Yuan T. Lee, the Taiwanese chemist, and a Nobel Prize Holder, knew it when he said –
“We need to become good citizens in the Global village, instead of competing. What are we competing for – To drive more cars, eat more steaks? That will destroy the World.”
A good citizen is believably a boon; an approbation to society. To perceive that the sphere of supreme civil power has certain responsibilities towards us is to realize we too have the same towards the State. Thus we must be aware of both our privileges and duties. There are the established conventional duties that a citizen must follow, however to abide by those, one has to consider their duties more than what the term has to offer: a reflection of one’s morality.
Way back in history, when society meant only a dozen or two of people in a finite square feet land, “The Law” might have been undemanding in its approach. If a member of the community got caught playing with the law, he might have just been ostracized from the society. But today, in a global community, people are still looked upon for the probable occurrence to comply with the law because that’s what’s needed for the society to carry on. And needless to say that a society would turn haywires if everybody was to do according to their wishes.
The examples could be relatively lesser in stature though. Like what makes traffic law an important one? Just because its implementation compels a follow up? No, because it architects the presumed behavior of drivers in absence of which travel is like nomadic marathon.
The idea of tax is indispensable because it pays for things that most individuals could not possibly haul for themselves, such as infrastructure projects, public security, general services, health services and much more.
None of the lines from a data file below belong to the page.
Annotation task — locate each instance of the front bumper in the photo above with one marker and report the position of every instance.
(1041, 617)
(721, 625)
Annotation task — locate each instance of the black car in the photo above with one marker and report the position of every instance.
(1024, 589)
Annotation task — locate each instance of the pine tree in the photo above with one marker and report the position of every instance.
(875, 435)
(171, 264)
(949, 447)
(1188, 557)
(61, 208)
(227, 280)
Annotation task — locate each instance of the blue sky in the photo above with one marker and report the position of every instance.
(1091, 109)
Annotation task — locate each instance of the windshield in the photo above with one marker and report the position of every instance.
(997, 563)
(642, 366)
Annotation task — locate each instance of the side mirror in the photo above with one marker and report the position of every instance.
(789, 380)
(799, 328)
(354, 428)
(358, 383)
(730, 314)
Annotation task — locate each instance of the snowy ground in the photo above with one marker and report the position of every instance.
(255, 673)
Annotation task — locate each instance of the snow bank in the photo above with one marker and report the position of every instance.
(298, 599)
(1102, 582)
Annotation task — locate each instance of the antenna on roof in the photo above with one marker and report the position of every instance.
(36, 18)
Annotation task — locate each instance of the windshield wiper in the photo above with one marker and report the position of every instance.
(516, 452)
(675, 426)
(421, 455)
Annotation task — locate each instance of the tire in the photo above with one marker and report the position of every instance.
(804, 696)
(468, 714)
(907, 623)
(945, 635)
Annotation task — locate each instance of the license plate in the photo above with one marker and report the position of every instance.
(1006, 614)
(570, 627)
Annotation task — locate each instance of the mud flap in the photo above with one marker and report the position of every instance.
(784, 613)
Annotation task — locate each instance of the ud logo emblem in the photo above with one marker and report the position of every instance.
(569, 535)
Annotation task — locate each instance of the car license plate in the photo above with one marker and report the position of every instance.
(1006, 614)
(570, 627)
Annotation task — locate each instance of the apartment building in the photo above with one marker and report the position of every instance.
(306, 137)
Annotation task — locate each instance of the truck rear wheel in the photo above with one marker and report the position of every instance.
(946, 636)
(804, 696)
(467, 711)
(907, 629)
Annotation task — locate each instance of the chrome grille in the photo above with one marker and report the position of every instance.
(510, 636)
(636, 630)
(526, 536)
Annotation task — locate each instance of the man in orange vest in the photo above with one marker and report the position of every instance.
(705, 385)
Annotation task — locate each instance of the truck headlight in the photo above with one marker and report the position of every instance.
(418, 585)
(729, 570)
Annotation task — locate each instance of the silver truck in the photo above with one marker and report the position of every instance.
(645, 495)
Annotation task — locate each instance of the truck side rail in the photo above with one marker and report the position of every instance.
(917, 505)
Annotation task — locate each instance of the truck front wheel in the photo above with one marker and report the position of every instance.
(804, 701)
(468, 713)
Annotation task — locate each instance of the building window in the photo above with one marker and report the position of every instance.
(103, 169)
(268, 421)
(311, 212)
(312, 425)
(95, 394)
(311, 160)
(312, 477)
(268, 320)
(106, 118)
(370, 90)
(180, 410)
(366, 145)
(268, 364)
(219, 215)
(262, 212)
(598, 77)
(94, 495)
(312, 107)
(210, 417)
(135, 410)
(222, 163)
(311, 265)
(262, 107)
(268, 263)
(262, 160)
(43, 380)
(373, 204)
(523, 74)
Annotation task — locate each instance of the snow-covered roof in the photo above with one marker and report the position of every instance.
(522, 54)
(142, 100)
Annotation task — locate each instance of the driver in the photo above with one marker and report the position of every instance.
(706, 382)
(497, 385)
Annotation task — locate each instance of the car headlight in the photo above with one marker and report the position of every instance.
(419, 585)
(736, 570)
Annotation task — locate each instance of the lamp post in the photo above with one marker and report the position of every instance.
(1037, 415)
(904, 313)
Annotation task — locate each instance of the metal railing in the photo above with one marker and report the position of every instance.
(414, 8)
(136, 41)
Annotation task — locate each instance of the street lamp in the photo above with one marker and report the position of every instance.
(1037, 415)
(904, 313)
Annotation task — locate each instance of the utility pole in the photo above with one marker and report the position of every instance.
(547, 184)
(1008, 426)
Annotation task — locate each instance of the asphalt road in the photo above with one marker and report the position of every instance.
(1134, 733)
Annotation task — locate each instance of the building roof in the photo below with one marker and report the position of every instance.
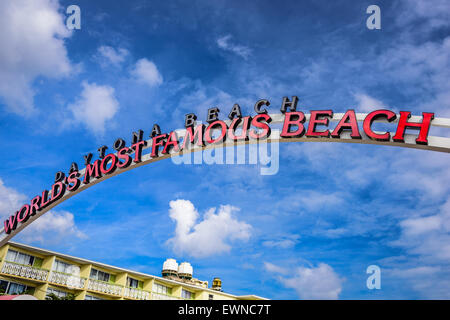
(193, 287)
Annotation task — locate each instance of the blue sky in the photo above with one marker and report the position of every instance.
(311, 230)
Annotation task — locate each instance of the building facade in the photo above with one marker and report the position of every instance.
(39, 272)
While it’s peremptory that the government sets tax slabs judiciously, it’s equally important that all citizens pay their due taxes intensively and punctually. Even Chanakya had said – “All experts shall fix revocation in such a way that neither the donor nor the receiver is harmed” in respect to his opinion on the governance – that the conferrer must be happy to give and the receiver should be able to meet his target.
All that a citizen has to do is have faith in their elected government and consider paying taxes as a form of serving the needs of all.
Persons who do not vote lose their voice in the government and also lose their stand in the selection of the type of governance one wants. We are inclined to the tendency of assuming that one vote doesn’t carry any value but unless and until voting does not take the shape of national attitude in us, joined by hundreds more, we are failing ourselves.
While many people have their own instrumentalism of what constructs a good citizen, there is little consensus to exactly what this would be. One cannot be forced to realize his/her responsibilities towards their country which is why the need for developing a feeling of ownership is highly essential. If being ethical, fighting injustice or expressing one’s voice is non-negotiable in respect to citizenship values, then the following adds on to its glories.
Respect for country
A country is not just the land where you were born – its potential is far stronger than just that. Living together in the same place over many years configures people in a habitual way. The weather, the way of talking, the soil and maybe some acquired traits – these things put forth a slight but very real influence over time. While most understanding of nationhood do comprise an aspect of shared heritage, as people that are associated to each other are disposed to share common origin of thinking, feeling, and responding to the world, yet it is very much beyond genetic explanations.
Without a prominent connection to roots it is quite rare for man to keep on going amidst conditions that require the full application of one’s ability and attention. The real understanding of roots happens when man gives himself the benefit to connect to those who prefaced in shaping his culture and thereby appreciates the same with the challenge of reformation. In other words it could be healthy to take pride in one’s cultural inheritance. That explains even if one’s love for their respective country is not on the higher scale, it is necessary to respect its existence and fight for its true worth.
The worldwide celebration of the International Day for tolerance was an annual observance declared by UNESCO in 1995 to procreate public awareness of the world’s diversity, reminding us of the beauty of our universe. If there had not been any diversity, the world would appear colourless, monotonous, unattractive for the best reasons, and void of constructive competition. Establishing tolerance and harmony amidst such diversity has become very crucial and important, and fostering reciprocal love and affection has become vital.
How about the willingness to accept or to tolerate, especially opinions or behavior you may not agree with, or to behave sensibly with those who are not like you? Does that not sound calm? Let’s say that to express one’s point of view in a decent and respectful way while taking care of the sentiments of others not only makes good citizen out of men but also good humane.
“Right is right even if one is doing it. Wrong is wrong even if hundreds are doing it.”
Having the courage to do the right thing even at the risk of inconvenience, ridicule, punishment, loss of security or social status, might seem very outright and challenging. But moral courage is that rise above apathy, and cynicism in our political systems, socioeconomic divisions, and cultural/religious differences which lets one overcome the fear of failure. History still celebrates icons of such ideal like Mother Teresa, Dr. Martin Luther King and Aung San Suu Kyi.
All these need one understanding though – We need to be good citizens of the World and not just our land. Because we need the World more than it needs us.